Finding new appreciation for sleeping outdoors, for water, and for the work TU is doing to restore streams
Falling asleep under the stars next to a crinkling creek is the best way to end a day.
I learned this quickly as I began two months of conservation work in Oregon with the Northwest Youth Corps last summer.
My crew spent our nights in tents and our days working with project partners such as the U.S. Forest Service, Bureau of Land Management, and Trout Unlimited to restore numerous Northeast Oregon headwater tributaries, including streams in the North Fork John Day and Grande Ronde river basins.
On this job I learned other lessons, too. One was that I had a newfound uneasiness around water.
I usually love water and have often danced in the rain, but living and working outside full-time changed my feelings. Not that I was afraid of H20, exactly, but I developed an aversion to certain aspects of it.
On the west side of Oregon, where we started our summer hitch, it sprinkles consistently, never enough to drench you but enough to keep your clothes damp. I also began to dislike seeing streams in my path, because often we either had to walk through them and get our work boots wet or cross a slick and perilous log bridge.
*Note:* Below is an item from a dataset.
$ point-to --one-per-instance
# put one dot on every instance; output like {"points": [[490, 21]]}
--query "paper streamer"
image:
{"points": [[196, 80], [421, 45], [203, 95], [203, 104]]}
And the thought of my feet touching a fish while we were swimming—just no.
So I was a bit nervous when I learned my crew would be working on streams with TU for a month. But there is something about living next to and working on a creek that can change your perspective.
I found that after spending even a few hours on part of a stream, it would feel like I had found a little patch of this great state, fish and all, all to myself.
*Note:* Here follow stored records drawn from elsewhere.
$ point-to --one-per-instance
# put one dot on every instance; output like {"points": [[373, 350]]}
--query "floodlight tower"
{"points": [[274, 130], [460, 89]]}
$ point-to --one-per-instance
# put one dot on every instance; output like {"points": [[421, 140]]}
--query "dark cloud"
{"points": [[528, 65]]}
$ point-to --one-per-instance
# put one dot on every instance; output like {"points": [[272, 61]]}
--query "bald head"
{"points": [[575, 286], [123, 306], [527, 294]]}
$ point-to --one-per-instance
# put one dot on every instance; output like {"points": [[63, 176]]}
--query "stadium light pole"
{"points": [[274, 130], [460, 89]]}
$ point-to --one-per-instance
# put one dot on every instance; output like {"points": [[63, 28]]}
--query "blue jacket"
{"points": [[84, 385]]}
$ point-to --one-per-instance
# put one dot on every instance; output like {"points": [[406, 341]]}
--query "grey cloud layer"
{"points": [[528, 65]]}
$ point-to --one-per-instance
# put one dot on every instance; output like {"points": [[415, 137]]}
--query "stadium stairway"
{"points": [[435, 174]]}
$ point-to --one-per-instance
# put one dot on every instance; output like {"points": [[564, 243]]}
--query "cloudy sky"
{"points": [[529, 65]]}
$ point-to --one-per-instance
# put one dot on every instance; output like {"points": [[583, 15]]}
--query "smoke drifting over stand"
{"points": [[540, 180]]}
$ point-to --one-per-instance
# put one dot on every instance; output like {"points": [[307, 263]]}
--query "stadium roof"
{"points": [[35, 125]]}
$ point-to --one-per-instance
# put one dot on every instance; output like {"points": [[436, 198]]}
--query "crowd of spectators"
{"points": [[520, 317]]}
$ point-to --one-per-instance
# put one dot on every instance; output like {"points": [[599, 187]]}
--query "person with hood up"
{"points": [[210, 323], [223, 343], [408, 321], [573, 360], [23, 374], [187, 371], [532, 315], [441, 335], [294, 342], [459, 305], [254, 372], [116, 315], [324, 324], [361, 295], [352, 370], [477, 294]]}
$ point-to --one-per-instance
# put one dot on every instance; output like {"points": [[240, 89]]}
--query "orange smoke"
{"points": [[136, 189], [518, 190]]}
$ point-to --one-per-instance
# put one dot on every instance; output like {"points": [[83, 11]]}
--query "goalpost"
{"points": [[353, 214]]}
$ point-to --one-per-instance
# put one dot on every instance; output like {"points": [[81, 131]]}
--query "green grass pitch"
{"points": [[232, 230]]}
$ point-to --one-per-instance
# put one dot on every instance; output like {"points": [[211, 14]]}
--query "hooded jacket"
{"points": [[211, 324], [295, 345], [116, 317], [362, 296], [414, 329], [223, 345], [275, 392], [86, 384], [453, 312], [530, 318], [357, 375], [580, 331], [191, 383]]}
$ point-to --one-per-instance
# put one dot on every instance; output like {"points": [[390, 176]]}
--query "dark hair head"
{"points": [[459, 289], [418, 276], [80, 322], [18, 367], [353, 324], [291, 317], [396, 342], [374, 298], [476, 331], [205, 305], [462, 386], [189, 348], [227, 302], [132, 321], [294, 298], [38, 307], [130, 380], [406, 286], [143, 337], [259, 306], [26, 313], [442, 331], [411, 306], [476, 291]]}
At the same time, I began to understand that waterways in Oregon face many problems. Levi Old, TU’s Northeast Oregon Project Manager, pointed out three particular challenges. In the streams, channels are incised and disconnected from their floodplains. In the watersheds, wildfires loomed. And beyond, communities are disengaged from the land.
I have always cared about the environment, but in a theoretical sense more than a practical one. I only really understood the importance of the sustainability advocacy I was doing in high school and college once I was on the land and connected to it.
Pretend you’re a beaver
In Oregon, our crew forged this connection through a relatively new type of restoration tool: beaver dam analogues (BDAs).
Water that backs up behind BDAs recharges the floodplain and increases the wetted width of the stream flow. Essentially, a BDA creates a porous wall of sticks, logs, and leaves that slows the flow of water in one part of the stream and retains much of this flow behind the “dam,” allowing some of this backed-up water to seep into the floodplain. This beaver-like engineering helps promote channel aggradation, or in other words, prevents channels from incising into themselves and away from the natural floodplain.
In addition, BDAs enhance floodplain habitat complexity, so fish have more access to food, shelter, and higher oxygen levels.
Beaver dams and BDAs are also useful, perhaps even critical, for buffering streams and trout and salmon from the impacts of extreme wildfire. During my time in Oregon, the Bootleg Fire was raging and became one of the worst wildfires the state has ever seen. While many square miles of forests were devastated, after the burn, scientists discovered occasional patches of land that looked untouched—in many cases due to beaver dams. Where many streams became troughs of black slush, the waters near beaver dams were clear and still harbored trout.
In the weeks after the wildfires, my crew and I began to understand the direct impact we could have on the lands and waters we were coming to love and appreciate.
This is when we began a game: To work as effectively as a beaver, we decided, it was important that we embody the beaver. First, wake up in a beautiful meadow. Next, collect small branches and twigs and pile them in the water at a crook in the stream. Finally, gnaw on some wood so that the tree falls on top of the twigs. (For this we used the teeth of chainsaw and cross-cut saws, or even better, we sometimes used a grip hoist to pull trees, roots and all, straight from the ground.)
And voilà, a BDA!
Photo by Levi Old
Completing this work with hand crews is cheaper than with heavy machinery, and they can restore more miles of streams each year. But at least as important is that building BDAs by hand with a group of people of all ages, sizes, races, and backgrounds—many of whom haven’t spent a lot of time outdoors—helps to reconnect people and their communities to the land.
My time working to build BDAs in Oregon inspired me to do more on the conservation front. This summer, rather than physically changing streams with my hands, I am helping TU staff and volunteers prepare for Congressional hearings . But I still get to promote projects like those in Oregon—and help protect the places in which I now find so much comfort.
Care comes from connection. While much of the TU community has developed this through fishing and hunting, many of my friends and other people my age either don’t get the chance or don’t know how to really appreciate the outdoors, and therefore, they don’t see the importance of protecting them. As climate change and human development continue to degrade coldwater habitats in places like the headwaters of the North Fork John Day and Grande Ronde basins, the work that TU does to promote appreciation of and connection with streams and nature around the country, and action to care for them, is more important than ever.
Lizzie Stifel is an intern with TU’s Government Affairs and Communications programs. She is a student at the University of Notre Dame and lives in Easton, PA.